Jul 07, 2009 13:31
"We're staying at the camp tonight and going to the project site on Tuesday. I just performed Billie Jean in front of thirty Rastafarians."
James seems to be doing well over there. He and his engineering nerds were apparently honoured guests at the opening of a cathedral and shook hands with the prime minister of Tanzania. I'm not sure if they've lied profusely about who they are and why they're there, or if Tanzania just doesn't get many visitors. He's running with his opportunity, though. I envy him.
Two months til Mexico! I'm far too travel-buggish at the moment - I'm half-seriously wondering if I can get a fourth trip in this year, and Jess and I have started planning next year's jaunt round America. New York, Las Vegas, LA, San Francisco in any order. Well, that's the idea. It may be a little too ambitious for our finances, especially if I keep blowing so much of my money on clothes.

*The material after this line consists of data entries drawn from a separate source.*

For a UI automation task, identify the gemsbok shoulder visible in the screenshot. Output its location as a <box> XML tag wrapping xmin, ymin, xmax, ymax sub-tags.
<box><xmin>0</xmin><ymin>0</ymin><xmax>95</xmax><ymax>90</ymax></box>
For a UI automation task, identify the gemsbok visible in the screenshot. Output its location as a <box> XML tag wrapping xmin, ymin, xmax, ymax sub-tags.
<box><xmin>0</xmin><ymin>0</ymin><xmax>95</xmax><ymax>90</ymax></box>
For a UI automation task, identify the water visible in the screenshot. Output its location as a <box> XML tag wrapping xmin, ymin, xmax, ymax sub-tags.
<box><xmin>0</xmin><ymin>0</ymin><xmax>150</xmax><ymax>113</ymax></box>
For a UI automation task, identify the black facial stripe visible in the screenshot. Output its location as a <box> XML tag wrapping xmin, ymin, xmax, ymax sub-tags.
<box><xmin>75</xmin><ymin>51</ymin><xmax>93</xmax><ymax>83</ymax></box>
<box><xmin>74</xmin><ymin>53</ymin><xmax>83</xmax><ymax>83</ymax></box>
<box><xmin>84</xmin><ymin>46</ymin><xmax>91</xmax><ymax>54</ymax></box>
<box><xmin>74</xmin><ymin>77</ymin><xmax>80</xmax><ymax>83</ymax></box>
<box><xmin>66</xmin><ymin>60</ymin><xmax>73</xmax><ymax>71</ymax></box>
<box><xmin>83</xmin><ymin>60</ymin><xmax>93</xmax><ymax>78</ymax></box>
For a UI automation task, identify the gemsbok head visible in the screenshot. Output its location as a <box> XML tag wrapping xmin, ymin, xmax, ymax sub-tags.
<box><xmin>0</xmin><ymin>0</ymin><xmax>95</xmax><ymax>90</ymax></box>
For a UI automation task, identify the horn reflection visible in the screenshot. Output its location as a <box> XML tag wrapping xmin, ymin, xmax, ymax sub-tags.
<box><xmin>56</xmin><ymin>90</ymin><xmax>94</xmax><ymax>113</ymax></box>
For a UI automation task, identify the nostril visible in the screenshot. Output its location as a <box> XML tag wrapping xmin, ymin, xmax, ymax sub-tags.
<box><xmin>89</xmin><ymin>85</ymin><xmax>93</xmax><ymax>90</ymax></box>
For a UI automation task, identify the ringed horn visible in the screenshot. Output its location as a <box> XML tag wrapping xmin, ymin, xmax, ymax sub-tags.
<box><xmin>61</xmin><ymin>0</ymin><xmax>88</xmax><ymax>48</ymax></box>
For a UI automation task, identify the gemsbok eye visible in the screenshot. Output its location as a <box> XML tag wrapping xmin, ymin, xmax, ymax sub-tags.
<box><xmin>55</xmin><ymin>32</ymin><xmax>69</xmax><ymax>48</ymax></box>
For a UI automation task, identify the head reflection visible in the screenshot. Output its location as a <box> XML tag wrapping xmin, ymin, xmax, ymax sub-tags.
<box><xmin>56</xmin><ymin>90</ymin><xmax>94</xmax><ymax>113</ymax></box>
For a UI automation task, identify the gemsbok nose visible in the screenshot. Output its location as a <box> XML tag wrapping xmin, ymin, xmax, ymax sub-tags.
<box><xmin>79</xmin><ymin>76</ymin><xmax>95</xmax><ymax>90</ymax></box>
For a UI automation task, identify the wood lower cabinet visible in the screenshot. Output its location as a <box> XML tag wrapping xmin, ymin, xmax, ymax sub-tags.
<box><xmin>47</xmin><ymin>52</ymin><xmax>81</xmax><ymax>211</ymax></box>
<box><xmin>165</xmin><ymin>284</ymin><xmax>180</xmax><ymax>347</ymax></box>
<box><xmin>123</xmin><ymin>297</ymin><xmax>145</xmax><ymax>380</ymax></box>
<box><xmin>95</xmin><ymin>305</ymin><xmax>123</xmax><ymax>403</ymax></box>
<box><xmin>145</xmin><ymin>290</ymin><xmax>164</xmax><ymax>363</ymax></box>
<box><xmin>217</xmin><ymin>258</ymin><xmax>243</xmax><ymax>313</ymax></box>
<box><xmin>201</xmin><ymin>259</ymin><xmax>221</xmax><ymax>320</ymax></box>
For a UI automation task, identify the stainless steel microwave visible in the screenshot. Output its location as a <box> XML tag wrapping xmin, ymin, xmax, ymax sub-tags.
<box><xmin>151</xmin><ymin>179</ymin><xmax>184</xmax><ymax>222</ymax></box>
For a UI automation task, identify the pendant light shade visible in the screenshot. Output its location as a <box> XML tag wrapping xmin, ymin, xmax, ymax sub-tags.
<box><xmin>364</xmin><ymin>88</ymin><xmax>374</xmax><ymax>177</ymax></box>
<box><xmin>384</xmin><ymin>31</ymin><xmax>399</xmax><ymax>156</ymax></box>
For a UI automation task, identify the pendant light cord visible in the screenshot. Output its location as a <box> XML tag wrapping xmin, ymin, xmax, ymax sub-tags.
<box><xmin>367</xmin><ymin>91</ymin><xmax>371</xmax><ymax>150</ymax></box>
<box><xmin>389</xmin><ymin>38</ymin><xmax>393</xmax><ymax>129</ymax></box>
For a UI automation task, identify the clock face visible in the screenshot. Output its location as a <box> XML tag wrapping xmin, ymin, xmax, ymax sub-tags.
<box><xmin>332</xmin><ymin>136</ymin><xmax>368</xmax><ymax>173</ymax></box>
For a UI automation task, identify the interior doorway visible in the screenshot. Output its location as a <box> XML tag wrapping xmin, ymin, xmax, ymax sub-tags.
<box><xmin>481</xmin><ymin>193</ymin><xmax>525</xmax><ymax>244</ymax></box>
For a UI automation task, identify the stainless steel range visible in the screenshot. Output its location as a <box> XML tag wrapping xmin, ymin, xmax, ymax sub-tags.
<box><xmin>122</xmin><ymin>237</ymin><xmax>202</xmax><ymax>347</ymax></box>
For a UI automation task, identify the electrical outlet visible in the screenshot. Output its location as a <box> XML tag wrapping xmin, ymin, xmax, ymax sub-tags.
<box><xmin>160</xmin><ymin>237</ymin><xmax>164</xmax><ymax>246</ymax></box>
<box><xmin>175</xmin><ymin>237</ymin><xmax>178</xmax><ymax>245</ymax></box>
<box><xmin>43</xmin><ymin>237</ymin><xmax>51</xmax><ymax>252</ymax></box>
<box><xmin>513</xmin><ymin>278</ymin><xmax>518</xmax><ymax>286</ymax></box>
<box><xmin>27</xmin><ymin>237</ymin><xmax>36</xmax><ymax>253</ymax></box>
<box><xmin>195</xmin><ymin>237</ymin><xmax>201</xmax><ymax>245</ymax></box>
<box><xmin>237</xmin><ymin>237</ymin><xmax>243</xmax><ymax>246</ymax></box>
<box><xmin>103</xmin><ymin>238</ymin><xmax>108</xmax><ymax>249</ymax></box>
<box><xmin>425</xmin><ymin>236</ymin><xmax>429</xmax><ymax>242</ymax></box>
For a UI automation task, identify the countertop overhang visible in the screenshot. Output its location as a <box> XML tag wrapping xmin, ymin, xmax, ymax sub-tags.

I'm doing Rachel's pregnancy photos on Thursday, and I'm getting paid for it (not a huge amount, but it'll cover the dress I bought last week). I'm a little nervous about it, since I'm still not too experienced with photographing people who aren't me. Hopefully it'll be OK, if I shoot high-res RAW images and then edit the living crap out of them. If I can get rid of her stretch marks, she'll be happy. It's been quite surprising to me how many people have responded, when I mention the shoot, with sheer disgust: "Ew! Why would you want photos of that?!" Because... it's a special time in her life? Because she wants to document the life of her baby right from the early days? Even because she's interested in the changes to her body? I find it bizarre the way people have been reacting. It's like I've said, "I'm doing a photoshoot for my cousin. She, her partner and her kids are going to shit on the patio and smear it all over themselves, and she'd like a photo of it to put on the mantlepiece." In this day and age, do we really still think pregnancy is gross? Weird.
I have a decision to make. It's only a little one, but I think it'll tell me what sort of person I am now. And I'm not telling you what that decision is, because this a public entry and I'm a tease. Sorry.
I went on a two-day training course last week, and I learnt that I'm not supposed to use the word "sorry". Or "actually". Or "unfortunately". Or "but". I bloody hate customer service.